Not Eyes Wide Shut; blowing away there would have launched a different career.
1990's Days of Thunder, the Tom Cruise movie in question, was essentially Top Gun if all the jets were cars and nobody gave a shit. Or Talladega Nights if it was insufferably melodramatic (John C. Reilly actually appears in both films). Anyway, because Days of Thunder is about NASCAR, the filmmakers needed some way of gathering footage from actual NASCAR races that they could use for the various racing sequences in the movie. The only way to do it was to take "movie" cars (cars painted up to look like the ones the characters in the movie were supposed to be driving) and enter them into actual races. Renting out a bunch of real Winston Cup cars complete with professional drivers would've cost way too much money, and this was back in 1989, before the phrase "way too much money" was outlawed from Hollywood filmmaking.

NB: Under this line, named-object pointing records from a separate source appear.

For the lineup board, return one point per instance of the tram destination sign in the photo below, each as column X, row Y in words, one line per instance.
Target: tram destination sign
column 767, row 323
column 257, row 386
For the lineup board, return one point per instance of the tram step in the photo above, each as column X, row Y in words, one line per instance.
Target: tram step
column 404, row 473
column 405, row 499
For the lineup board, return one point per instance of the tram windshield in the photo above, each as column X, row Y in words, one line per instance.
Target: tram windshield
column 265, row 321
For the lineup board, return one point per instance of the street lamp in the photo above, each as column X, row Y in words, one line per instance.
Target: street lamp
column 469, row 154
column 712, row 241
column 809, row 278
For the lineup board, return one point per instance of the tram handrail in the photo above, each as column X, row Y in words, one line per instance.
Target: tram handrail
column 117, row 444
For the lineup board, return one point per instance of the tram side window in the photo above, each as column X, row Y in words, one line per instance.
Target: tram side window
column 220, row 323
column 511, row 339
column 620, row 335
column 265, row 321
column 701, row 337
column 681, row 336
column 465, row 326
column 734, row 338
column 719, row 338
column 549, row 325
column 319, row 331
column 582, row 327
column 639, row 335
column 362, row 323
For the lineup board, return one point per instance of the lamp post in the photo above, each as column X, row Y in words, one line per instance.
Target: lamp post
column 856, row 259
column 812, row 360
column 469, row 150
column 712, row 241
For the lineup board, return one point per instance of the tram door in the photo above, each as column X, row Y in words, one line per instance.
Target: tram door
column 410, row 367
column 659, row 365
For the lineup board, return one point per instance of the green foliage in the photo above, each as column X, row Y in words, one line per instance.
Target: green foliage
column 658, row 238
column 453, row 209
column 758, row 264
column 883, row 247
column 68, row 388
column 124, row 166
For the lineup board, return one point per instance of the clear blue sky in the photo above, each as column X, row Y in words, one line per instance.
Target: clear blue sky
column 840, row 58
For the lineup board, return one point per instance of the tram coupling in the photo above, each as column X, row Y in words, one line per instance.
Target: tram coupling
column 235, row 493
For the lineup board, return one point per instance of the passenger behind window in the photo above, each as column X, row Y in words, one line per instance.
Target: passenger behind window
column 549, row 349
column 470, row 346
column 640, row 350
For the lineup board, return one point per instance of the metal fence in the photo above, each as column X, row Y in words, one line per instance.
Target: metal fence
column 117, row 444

The movie cars needed drivers, and three-time NASCAR champion Darrell Waltrip recommended his friend Bobby Hamilton to the production team. Hamilton was a driver but had never set foot in a Winston Cup car (the standard NASCAR racer you see in the movies). We repeat, he had never driven that type of car before, but he happily climbed behind the wheel of one for the Days of Thunder production team.
Hey, you drive one car, you've driven them all, right? Right?!
Hamilton was only supposed to drive the car around the track, surrounded by other cars, so they could get the type of dramatic footage they needed. What he did instead was drive the absolute shit out of that movie car and finish the race in fifth place. That's right -- Bobby Hamilton, who had never driven a Winston Cup car before and was given a barely qualifying hunk of metal to putter around the track and look good for the cameras, performed better than 95 percent of the real, professional drivers who were actually competing in the race.
Hamilton was actually winning the fucking thing until NASCAR and Paramount (the movie studio behind Days of Thunder) wisely decided to tell him to throttle back and let the professional racers win to avoid pissing in everyone's faces. NASCAR took notice of his ridiculously improbable performance, however, and he quickly became a full time Winston Cup driver for Tri-Star Motorsports. Hamilton wound up with four career Sprint Cup victories and more than $15 million in winnings over 15 years of racing. So, despite its best efforts, Days of Thunder wound up being a positive point in at least one person's career.